But Jack chided him. “Tony seems to have heard it.”
His mother now remonstrated with Jack. “I wish you would respect your dad,” she said. “He’ll tell what he tells to whoever he wants, because he puts the food in our mouths.”
Dolf was cast in the unusual but gratifying role of defending his second son. “He don’t mean disrespect. I know that. He’s right.” He smiled at Jack. “It’s your right to know. It’s a family thing.” Dolf suddenly felt a strong sense of affinity with them all, including Jack, and he proceeded to give a less personally degrading version of the unhappy incident in the hardware store.

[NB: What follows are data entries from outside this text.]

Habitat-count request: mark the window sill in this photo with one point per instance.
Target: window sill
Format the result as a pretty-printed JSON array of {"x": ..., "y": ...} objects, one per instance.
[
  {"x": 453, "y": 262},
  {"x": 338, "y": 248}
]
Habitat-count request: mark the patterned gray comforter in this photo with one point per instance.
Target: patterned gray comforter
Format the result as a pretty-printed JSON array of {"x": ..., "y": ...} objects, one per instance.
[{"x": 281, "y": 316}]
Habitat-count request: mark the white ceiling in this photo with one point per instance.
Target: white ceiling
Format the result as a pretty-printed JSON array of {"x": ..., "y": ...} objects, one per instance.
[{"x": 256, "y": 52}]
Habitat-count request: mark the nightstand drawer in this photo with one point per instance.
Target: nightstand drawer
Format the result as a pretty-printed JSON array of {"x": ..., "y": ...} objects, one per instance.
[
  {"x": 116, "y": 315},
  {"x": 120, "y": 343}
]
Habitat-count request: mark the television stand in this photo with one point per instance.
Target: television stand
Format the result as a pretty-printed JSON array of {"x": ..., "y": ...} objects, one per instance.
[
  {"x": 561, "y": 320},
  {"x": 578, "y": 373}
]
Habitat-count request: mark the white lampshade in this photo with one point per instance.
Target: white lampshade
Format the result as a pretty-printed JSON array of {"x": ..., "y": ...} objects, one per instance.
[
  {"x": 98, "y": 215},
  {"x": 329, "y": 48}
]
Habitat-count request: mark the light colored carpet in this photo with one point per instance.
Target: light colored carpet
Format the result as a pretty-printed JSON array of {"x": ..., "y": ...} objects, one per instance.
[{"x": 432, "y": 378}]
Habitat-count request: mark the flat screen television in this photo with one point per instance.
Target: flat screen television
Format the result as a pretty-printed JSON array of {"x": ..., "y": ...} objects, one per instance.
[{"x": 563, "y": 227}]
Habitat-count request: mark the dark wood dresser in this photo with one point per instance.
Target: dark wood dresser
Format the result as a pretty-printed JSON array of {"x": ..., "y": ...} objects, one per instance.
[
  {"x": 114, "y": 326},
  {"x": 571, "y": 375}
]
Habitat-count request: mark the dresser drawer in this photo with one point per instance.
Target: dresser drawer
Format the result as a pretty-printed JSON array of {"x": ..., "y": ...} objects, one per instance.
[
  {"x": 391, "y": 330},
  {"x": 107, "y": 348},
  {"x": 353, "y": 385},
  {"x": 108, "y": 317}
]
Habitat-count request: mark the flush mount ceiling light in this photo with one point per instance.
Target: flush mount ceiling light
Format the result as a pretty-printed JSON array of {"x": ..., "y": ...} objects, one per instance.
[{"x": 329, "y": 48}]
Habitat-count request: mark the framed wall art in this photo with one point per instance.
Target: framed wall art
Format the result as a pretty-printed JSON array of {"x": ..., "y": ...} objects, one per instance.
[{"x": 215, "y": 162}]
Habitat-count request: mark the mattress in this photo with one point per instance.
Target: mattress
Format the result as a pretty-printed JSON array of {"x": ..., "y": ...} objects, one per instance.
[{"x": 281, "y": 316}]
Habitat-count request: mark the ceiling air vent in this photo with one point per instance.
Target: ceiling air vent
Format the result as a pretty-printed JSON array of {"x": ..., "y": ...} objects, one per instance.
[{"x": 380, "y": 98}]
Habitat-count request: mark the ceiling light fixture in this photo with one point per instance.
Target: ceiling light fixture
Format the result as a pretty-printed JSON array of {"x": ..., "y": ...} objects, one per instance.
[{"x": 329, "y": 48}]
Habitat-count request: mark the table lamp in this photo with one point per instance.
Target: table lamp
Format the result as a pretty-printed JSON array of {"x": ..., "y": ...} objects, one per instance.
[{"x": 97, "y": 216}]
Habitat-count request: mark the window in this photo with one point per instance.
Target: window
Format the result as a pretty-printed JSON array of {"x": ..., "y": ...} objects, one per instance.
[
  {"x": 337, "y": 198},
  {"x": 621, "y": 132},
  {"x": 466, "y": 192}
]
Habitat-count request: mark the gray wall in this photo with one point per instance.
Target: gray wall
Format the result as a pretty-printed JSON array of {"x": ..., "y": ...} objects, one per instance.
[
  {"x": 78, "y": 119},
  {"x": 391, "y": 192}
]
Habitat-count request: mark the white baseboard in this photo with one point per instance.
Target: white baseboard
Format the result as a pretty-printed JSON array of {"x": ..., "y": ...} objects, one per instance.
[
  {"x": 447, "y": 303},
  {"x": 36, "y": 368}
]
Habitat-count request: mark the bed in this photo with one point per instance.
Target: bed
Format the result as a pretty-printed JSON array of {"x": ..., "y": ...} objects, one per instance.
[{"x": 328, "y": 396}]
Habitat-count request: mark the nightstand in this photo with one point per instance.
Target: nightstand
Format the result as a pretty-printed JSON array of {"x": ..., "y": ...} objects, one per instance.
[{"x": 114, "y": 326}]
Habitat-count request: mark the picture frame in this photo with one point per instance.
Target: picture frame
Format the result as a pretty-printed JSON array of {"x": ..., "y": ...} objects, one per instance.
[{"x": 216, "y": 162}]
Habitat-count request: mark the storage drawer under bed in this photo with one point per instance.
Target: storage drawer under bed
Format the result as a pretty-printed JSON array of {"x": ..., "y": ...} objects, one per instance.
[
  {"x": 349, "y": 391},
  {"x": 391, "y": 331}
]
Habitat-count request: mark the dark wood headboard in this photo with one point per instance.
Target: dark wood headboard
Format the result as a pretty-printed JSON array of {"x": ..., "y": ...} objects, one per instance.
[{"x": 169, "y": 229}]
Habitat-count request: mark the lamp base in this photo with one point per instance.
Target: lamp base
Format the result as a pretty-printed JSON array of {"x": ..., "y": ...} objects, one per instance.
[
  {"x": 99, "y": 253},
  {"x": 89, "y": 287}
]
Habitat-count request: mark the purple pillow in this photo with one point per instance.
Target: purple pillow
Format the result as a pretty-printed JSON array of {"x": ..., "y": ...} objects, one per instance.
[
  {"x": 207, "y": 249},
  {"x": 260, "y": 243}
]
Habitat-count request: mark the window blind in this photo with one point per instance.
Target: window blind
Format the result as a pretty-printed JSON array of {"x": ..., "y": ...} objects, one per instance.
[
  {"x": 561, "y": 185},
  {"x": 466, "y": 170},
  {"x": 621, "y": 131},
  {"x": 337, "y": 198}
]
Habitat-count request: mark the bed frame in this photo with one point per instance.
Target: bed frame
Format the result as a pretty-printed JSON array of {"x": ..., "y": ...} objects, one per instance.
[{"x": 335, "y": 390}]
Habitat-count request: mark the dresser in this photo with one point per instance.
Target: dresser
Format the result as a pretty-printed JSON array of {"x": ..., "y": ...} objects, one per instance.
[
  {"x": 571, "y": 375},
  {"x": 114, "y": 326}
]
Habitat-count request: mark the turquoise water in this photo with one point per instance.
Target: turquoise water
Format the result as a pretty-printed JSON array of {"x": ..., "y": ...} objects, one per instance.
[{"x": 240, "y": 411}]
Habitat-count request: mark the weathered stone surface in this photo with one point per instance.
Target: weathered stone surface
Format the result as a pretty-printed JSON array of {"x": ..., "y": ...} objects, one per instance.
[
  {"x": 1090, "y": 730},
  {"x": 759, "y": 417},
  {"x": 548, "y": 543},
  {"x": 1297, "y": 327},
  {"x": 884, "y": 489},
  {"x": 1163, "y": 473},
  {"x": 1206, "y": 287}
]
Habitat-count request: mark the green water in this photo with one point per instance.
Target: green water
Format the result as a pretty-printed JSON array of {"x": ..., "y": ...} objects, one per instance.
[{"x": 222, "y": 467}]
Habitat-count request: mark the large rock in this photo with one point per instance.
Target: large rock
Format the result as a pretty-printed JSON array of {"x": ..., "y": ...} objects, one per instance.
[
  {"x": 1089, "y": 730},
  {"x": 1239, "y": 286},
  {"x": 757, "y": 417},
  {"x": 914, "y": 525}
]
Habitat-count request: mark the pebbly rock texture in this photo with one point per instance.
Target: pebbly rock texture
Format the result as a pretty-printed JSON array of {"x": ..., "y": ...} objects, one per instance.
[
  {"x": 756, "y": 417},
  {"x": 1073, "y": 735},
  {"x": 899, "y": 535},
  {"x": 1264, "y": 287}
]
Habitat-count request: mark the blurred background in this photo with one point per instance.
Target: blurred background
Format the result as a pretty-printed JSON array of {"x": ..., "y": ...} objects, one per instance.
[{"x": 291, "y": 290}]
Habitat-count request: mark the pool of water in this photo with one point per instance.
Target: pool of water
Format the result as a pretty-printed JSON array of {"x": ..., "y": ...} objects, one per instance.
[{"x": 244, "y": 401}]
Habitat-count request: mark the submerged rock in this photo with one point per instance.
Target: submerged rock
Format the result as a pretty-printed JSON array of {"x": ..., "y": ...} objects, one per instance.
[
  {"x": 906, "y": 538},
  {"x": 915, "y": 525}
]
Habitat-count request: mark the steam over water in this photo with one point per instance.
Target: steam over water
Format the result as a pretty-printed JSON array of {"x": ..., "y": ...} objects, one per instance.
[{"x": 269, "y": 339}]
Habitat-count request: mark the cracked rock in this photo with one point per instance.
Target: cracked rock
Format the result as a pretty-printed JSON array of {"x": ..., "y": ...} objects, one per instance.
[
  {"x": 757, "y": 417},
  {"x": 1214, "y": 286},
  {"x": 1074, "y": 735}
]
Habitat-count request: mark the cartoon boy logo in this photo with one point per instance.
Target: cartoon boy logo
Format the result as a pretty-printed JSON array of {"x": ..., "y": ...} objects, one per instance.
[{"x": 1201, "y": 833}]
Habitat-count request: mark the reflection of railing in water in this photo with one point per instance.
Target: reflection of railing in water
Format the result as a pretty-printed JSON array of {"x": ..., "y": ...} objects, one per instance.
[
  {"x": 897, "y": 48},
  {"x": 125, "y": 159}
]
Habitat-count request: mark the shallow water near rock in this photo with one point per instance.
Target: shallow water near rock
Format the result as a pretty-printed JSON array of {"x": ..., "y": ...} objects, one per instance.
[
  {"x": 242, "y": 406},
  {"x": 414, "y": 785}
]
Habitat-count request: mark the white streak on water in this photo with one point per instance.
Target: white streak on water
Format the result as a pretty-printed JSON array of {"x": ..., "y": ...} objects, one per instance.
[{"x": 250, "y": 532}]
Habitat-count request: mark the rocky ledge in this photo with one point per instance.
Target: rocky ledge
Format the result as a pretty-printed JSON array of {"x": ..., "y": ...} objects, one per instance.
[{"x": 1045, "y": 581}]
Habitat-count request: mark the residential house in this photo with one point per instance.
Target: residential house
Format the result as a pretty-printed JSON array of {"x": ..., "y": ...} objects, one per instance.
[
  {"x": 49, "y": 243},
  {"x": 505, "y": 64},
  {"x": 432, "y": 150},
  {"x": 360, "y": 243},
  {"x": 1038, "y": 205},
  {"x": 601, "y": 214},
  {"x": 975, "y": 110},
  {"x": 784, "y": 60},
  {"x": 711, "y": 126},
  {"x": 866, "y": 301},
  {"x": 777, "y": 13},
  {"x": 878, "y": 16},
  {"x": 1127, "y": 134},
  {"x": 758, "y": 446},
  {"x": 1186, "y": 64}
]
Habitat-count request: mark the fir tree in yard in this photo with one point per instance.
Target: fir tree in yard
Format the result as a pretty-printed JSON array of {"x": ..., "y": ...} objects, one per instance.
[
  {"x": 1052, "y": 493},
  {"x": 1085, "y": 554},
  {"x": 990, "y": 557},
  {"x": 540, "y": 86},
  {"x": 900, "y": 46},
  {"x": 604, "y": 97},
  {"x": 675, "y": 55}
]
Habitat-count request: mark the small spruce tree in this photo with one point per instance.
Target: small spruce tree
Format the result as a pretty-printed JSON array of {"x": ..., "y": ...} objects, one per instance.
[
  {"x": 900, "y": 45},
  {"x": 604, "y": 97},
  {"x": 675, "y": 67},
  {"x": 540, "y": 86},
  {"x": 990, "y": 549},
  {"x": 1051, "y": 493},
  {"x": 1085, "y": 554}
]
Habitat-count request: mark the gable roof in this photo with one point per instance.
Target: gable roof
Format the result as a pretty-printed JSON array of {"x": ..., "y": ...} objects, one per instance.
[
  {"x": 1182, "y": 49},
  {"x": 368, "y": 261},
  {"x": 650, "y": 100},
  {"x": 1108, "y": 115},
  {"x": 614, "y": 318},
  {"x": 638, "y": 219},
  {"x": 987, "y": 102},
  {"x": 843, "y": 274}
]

That night Bud’s Hardware burned to the ground, despite the strenuous efforts of not only the local volunteer firemen but also the Hornbeck department, called in for the emergency. There had been simply too much flammable merchandise on the premises, chiefly in the form of liquids like paint and turpentine, etc., but the sporting ammunition contributed as well, its explosions serving to discourage the firemen from getting as close as they might otherwise have come.
When Bud Bullard’s son, Bud Jr., told Dolf Beeler about the fire insurance that required the keeping of highly flammable substances in the back room, he was only passing on what his father had told
him
. But the truth was that the hardware store had not been insured.
“I couldn’t afford the premiums,” said Bud. “I figured if we was just real careful, we could get by until we got in the black.” He stood there on Sunday morning, looking into the jagged, blackened, still-smoking ruin of his business.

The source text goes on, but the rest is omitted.